I think that in general it was helpful that I overall enjoy what I am doing and that I could be certain that after more frustrating phases better times would follow again. I also always had my ultimate goal in mind: writing a doctoral thesis and completing my PhD. In many cases it helped to discuss tricky situations with colleagues to get new ideas or learn from their experience. On the other hand, family and friends were happy to help with diversions to get a fresh mind, and if nothing else helped I could always count on feline support :-)

 

What are your future career plans and how do you see your PhD degree influencing your professional trajectory?

I think that my PhD at the research network provides a solid foundation for my professional career; be it in academia or in industry. During the last years I learned to cope with rather frustrating and challenging times, and how to tackle problems on my own. To complete these valuable experiences, which in my opinion is even more important, I had the opportunity to work with great colleagues in close collaborations with all its ups and downs. I learned to question all believes – including my own – until they are validated, but to still trust in the knowledge and skills I have acquired along the way.

 

Please tell us why you stay affiliated to the research network.

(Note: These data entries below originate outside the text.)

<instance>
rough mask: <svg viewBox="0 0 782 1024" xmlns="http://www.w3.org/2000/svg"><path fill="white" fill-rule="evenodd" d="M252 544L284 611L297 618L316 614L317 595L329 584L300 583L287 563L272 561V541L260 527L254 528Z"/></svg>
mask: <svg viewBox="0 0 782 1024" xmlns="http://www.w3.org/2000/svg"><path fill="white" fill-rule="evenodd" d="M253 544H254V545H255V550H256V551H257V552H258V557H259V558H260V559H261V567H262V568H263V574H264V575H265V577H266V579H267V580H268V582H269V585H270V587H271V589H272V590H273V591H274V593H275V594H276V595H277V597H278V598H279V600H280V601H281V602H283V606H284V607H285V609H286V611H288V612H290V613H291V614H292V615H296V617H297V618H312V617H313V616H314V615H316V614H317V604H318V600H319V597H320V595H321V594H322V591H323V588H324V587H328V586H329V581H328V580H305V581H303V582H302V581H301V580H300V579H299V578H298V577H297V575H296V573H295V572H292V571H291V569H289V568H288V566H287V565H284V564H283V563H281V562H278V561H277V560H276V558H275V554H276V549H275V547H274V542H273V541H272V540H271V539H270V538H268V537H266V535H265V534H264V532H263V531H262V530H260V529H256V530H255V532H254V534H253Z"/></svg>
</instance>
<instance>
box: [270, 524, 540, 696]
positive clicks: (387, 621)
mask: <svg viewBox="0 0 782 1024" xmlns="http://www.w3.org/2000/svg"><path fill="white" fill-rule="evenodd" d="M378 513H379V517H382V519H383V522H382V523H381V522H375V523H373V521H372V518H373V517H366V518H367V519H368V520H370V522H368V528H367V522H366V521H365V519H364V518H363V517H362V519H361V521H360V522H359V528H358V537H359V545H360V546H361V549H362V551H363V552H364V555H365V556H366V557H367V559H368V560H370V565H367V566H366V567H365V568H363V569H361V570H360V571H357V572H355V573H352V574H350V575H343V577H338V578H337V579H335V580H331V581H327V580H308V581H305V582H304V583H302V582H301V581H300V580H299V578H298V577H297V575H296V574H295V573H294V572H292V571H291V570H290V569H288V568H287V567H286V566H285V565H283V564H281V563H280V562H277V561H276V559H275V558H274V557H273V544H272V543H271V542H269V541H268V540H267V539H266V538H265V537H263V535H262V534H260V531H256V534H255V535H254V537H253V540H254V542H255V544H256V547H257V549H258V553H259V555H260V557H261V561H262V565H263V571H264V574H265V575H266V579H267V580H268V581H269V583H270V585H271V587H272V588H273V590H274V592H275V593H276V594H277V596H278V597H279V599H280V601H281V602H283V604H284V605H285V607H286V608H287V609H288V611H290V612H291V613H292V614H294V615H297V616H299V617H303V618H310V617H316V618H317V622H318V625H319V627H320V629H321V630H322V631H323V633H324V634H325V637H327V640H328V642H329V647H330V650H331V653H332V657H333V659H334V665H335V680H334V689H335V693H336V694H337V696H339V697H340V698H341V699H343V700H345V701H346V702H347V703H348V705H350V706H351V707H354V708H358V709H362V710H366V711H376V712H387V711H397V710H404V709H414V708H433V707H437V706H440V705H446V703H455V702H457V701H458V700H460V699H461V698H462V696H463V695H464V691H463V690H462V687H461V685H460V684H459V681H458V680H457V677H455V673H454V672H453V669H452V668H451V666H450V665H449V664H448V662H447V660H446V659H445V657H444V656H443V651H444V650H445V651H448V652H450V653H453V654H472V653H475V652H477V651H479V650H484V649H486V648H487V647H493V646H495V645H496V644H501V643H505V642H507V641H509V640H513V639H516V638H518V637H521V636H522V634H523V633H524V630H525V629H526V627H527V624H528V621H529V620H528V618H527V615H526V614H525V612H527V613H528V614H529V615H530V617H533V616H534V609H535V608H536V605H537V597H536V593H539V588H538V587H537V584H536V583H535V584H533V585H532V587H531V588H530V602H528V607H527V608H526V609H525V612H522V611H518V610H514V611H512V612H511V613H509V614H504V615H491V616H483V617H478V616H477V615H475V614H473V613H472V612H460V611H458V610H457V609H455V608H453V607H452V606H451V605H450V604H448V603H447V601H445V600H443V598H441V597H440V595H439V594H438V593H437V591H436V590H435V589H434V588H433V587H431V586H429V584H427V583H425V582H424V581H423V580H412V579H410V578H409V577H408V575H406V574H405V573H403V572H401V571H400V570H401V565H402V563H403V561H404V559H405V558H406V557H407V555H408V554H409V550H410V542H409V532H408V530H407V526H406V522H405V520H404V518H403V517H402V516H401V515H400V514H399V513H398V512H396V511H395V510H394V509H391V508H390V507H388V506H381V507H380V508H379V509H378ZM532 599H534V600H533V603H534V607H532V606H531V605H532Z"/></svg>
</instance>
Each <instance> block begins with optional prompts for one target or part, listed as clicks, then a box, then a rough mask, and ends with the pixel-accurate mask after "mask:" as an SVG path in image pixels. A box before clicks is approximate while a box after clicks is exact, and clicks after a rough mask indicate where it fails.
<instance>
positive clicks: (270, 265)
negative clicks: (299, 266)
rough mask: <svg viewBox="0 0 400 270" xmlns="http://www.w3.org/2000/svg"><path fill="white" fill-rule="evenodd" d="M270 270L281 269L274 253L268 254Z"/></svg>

I am very grateful to work as a PostDoc researcher in the FFG project “Smart Operation of Wind Turbines under Icing Conditions”, under the lead of Prof. Radu Bot and in collaboration with VERBUND, the Austrian Institute of Technology as well as the Swiss company Meteotest. I will be part of it until the end of its funding period in March 2024. As the project was initially submitted via the Research Network and lies at the interface between practical project work and mathematical research that I mentioned before, this was a most natural choice.